I'm Not Alone.
Several years ago, I walked into a room--burnt out from life, raw with emotion, and consumed with guilt for feeling that way because I had everything I could ever want. I wasn't sure if I was even an alcoholic, but I figured it couldn't hurt to try and stop drinking because the booze and pills certainly weren't making life better.
In that first AA meeting, I expected to see people on their last legs of existence. I prepared for the image of scruffy, unwashed, television-created addicts. Instead, I found doctors, lawyers, stay-at-home moms, and people who very well could have been sitting next to me in church last Sunday.
When I heard them speak, I came to know two things with crystal clear clarity: 1) I am an alcoholic, and 2) I'm not alone. In fact, not only am I not alone--I'm in incredibly awesome company.
I started this site as a way to try and destigmatize addiction, help non-alcoholics understand what goes on in the head of an addict, and help other alcoholics and addicts to feel less alone. And, in the interest of total transparency, it's cathartic for me.

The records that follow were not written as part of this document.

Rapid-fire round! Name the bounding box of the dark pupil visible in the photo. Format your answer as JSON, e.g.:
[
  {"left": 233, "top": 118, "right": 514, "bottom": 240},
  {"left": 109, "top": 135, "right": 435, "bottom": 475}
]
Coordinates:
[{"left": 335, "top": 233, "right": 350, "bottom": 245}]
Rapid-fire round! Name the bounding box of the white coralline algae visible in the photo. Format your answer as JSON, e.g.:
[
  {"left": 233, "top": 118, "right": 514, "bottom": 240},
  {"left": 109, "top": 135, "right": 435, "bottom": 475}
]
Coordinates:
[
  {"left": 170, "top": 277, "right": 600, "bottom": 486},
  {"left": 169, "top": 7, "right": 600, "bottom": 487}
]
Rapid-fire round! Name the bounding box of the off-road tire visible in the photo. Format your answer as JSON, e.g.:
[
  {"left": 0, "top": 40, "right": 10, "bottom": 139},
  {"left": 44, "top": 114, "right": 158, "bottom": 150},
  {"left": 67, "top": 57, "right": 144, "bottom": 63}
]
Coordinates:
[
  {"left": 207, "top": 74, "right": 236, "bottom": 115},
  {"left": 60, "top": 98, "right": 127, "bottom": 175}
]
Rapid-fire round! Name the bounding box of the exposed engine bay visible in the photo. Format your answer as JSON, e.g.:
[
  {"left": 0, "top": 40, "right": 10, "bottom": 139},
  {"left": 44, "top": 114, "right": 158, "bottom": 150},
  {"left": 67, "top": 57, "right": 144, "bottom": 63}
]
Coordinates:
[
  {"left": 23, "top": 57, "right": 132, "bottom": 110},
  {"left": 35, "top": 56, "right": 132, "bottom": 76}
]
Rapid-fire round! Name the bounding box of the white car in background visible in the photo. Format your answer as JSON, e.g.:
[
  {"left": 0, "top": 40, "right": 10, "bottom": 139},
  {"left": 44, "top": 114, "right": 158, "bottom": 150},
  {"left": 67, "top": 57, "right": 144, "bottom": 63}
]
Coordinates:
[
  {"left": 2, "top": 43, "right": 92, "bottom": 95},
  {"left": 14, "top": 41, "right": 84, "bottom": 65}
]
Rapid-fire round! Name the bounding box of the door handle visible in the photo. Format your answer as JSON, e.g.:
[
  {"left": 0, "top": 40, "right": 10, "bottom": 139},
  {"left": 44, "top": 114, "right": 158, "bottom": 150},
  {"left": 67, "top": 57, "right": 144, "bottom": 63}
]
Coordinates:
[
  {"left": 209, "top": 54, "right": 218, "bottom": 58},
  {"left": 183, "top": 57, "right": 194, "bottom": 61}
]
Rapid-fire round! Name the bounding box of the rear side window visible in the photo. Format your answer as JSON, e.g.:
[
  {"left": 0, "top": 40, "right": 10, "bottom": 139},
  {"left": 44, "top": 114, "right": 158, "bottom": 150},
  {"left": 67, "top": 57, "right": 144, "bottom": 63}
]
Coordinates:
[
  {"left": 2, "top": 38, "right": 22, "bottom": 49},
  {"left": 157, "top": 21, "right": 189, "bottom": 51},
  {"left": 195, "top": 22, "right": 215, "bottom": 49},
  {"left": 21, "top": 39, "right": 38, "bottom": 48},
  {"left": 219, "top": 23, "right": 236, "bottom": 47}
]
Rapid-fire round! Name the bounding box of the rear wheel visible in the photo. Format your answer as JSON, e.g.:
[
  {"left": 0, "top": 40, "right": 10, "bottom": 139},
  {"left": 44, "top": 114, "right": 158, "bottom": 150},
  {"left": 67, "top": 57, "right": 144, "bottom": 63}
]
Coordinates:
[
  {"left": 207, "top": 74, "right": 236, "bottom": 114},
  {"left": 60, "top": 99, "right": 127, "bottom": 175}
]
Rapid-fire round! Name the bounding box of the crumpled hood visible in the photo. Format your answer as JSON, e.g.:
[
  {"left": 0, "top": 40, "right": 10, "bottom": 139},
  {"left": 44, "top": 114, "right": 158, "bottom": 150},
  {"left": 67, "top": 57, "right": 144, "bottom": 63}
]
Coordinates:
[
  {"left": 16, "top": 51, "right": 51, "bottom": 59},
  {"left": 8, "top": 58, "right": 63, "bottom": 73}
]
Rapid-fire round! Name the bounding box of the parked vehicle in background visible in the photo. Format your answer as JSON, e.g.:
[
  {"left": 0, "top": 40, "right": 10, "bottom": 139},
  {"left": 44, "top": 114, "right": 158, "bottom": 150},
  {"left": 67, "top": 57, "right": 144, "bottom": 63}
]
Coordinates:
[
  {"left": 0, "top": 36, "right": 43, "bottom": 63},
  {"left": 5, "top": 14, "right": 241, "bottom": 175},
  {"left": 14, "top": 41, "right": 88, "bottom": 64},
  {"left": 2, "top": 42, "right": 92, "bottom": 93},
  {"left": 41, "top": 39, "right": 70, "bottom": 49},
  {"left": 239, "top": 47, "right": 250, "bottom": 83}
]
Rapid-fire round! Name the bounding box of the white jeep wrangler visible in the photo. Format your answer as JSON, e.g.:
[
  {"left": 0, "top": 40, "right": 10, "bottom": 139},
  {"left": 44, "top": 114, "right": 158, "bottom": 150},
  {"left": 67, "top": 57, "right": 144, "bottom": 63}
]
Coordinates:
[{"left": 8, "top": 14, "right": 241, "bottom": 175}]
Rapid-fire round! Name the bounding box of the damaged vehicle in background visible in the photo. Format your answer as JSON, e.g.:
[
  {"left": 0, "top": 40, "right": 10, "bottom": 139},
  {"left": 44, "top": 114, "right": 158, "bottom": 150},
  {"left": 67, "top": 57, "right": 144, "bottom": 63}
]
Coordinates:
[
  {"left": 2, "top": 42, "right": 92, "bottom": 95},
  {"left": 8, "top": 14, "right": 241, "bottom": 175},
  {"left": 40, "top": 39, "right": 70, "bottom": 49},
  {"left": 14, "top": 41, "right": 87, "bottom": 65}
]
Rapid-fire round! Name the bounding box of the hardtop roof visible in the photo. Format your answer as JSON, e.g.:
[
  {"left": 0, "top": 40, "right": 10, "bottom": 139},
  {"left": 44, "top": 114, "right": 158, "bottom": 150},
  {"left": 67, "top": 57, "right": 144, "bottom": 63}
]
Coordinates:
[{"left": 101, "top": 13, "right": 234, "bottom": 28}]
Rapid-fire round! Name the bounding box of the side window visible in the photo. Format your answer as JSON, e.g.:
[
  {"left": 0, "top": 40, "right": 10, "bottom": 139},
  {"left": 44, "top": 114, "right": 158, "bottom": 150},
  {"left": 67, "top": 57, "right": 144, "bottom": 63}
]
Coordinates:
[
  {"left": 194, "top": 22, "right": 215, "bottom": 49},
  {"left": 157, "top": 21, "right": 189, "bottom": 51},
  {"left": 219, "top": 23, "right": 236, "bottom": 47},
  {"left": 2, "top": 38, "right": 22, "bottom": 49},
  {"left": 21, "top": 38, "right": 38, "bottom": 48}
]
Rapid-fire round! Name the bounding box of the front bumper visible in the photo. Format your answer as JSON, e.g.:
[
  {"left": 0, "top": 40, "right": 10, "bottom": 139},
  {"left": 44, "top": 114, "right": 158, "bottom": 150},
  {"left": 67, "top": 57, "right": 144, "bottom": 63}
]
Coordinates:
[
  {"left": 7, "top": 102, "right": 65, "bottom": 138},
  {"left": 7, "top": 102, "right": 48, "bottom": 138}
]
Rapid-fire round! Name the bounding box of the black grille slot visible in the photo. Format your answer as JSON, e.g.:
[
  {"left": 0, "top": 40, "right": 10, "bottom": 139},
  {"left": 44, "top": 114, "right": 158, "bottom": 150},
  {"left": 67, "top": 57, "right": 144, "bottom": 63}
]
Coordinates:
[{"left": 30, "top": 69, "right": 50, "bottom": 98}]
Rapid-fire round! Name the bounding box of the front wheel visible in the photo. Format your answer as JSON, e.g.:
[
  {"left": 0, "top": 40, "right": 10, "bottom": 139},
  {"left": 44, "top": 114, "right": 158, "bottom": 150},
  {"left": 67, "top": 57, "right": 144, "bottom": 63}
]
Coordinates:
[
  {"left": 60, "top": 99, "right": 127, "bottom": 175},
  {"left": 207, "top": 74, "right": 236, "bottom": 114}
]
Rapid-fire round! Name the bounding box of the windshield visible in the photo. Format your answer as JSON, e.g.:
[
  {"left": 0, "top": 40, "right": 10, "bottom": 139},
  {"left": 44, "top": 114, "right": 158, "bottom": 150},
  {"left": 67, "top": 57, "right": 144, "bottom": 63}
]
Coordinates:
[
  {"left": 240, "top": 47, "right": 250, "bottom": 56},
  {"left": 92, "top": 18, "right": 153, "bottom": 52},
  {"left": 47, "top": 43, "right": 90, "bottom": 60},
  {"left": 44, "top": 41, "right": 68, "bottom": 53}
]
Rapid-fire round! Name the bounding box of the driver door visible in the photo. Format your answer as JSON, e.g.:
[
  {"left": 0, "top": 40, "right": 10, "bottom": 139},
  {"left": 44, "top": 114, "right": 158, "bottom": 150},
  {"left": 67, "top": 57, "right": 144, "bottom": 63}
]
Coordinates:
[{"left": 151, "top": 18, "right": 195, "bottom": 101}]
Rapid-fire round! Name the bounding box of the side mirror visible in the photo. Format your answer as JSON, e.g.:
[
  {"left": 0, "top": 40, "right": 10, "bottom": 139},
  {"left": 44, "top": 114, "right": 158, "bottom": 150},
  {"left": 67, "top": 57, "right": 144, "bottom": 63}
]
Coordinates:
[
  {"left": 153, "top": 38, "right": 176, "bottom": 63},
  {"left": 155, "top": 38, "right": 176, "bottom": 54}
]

But my journey hasn't just been about not drinking or drugging. It's been about having my heart split wide open for people who haven't lived with the privileges I have. Whose struggles have been different than mine, and haven't had an entire community--much less, an entire country--rooting for them to succeed.
In my essays, I share my anger, fear, sadness, guilt, and just about every emotion imaginable. You may not agree with me, but know that my words are from my heart and they are as honest and transparent as I know how to be.